Undergraduates looking for a way to mix physics with their philosophy have a new degree available to them that combines both Arts and Science.

The Bachelor of Arts and Science (BASc) will allow students to use both sides of their brains with a program of study that will combine — and in some respects mix — the two forms of knowledge.

As associate dean (Academic and Student Affairs) for the Faculty of Science, Morton Mendelson was heavily involved in the process that led to the new degree. He said that much of the impetus for the new program came from students who wished to pursue both a BA and a BSc. That interest complemented discussions that were already happening in the university administration.

"Ultimately we decided we weren't interested in supporting a concurrent BA/BSc, but we were more interested in putting together a degree that spanned the two faculties," said Mendelson.

The program is relatively flexible. Students can take a major concentration from each faculty, a major concentration in one faculty and a double minor from the other, or a joint honours component in each faculty.

"Or they can do what we call a faculty program, but which is actually a interfaculty program, which is a 54-credit program that spans the two faculties plus a minor concentration in the other faculty," said Mendelson. An example of this might be cognitive science, which could include courses from philosophy, linguistics, psychology and computer science.

Mendelson's opposite number in the Faculty of Arts, Enrica Quaroni, said that the new program is not going to be used to recruit new students.

"We're not looking at increasing numbers," she said "We're looking to reshuffle students that may be interested in this program."

Quaroni said the new degree sits well with the philosophy her faculty has had for many years.

"The Faculty of Arts, with the multitrack system, looked to give that breadth of knowledge. This is extending this and it indicates that we've tried to integrate knowledge from these areas," she said.

As might be expected, the academic requirements for the new program are different from those of its parent faculties. Students entering the four-year program are required to take at least 21 credits from each faculty.

"In addition to these program requirements, there's a degree requirement to take a new course called BASc201, which focuses on interdisciplinary topics or problems. This course requires students to deal with topics that integrate information across Arts and Science," said Mendelson. This would be a seminar course with a coordinator who would bring in experts on different topics for each class. Proposed topics include "Renaissance Art and Human Anatomy," "Ecological Science and Environmental Ethics" and "The Social Impacts of Computer Technology."
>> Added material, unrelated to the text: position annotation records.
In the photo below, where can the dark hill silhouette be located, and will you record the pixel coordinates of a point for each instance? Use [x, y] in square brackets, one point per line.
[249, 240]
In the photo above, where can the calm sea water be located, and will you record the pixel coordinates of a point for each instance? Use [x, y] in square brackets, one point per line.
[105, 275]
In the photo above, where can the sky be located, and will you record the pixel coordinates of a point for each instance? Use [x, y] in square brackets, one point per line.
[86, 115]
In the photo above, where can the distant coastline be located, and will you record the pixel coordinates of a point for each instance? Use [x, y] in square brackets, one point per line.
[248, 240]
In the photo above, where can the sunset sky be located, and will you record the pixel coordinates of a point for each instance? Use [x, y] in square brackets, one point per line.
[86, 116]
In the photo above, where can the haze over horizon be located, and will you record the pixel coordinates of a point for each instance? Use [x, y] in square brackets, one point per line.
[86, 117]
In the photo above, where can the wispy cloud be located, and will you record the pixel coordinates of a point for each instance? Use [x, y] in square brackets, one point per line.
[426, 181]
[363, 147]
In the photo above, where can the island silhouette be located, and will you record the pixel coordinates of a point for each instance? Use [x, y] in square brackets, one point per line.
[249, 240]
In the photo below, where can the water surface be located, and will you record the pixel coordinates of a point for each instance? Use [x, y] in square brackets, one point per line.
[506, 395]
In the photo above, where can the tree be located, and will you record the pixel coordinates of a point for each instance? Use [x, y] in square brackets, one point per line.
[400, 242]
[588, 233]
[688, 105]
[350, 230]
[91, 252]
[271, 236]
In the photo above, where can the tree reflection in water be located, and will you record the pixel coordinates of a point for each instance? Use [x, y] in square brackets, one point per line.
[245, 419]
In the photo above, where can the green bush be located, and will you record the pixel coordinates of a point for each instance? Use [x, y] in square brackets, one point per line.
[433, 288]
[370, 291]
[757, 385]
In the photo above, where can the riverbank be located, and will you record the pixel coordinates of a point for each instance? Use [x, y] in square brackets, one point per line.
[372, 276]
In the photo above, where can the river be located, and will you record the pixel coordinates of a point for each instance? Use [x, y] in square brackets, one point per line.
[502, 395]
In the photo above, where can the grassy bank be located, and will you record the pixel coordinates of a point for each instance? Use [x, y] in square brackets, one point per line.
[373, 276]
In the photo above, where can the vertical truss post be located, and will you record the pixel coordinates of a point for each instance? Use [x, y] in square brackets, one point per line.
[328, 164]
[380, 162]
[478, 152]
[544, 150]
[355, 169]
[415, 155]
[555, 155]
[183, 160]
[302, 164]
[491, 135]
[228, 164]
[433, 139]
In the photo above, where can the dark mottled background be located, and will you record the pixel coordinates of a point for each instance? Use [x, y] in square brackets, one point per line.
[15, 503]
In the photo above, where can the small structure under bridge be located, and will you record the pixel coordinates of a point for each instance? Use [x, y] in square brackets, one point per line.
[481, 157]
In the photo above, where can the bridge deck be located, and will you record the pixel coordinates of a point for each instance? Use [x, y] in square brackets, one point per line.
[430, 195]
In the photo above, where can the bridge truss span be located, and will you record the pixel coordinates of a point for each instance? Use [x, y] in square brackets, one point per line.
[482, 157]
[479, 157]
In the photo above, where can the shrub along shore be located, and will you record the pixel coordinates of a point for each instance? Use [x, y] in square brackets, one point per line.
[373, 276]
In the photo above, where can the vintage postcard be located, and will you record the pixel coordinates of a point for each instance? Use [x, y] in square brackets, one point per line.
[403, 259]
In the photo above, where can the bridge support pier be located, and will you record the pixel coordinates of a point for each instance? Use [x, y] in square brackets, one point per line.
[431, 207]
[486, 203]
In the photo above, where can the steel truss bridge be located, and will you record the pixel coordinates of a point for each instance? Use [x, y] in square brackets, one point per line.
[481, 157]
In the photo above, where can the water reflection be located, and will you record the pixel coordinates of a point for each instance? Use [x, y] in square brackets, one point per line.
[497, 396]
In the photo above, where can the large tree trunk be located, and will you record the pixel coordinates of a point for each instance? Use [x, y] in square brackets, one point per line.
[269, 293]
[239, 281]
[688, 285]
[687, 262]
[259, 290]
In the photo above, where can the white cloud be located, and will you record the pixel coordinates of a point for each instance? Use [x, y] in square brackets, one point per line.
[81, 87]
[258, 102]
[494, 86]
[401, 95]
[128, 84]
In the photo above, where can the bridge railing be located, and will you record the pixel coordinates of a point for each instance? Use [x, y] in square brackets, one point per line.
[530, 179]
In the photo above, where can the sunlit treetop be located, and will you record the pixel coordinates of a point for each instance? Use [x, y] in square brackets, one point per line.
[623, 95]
Students are also required to take at least one other course from the seven complementary courses that are interdisciplinary, such as "Economics and Climate Change," or "Medicine, Health and Modern Society."

Since students in the BASc program are not focusing as narrowly on one discipline, the question arises as to what the degree prepares them for.

"It's good for students that aren't fully committed to their interest in Arts or their interest in Science, and who want to pursue their interest in both these areas. It would provide good training for doctors or lawyers, or those who want to go into management. It will give a broad background and will familiarize students with the types of thinking and problem solving that are used in both the Arts and the Sciences," said Mendelson.

Mendelson said that BASc students will not receive the same intensive science background that their BSc peers do at McGill, but that this will not necessarily be a drawback when applying to graduate school.

"They won't have the same depth in science as those who follow a traditional BSc program, but they will have as much science as students coming out of most programs in the States," he said.

The program will provide opportunities for those keen on fields that require a mixed background — art restoration, for instance, which calls upon knowledge of art history and chemistry.

Students already enrolled at McGill and those entering from CEGEP will be able to take the BASc starting in September 2004. Four-year program students will be able to enroll in the program starting September 2005.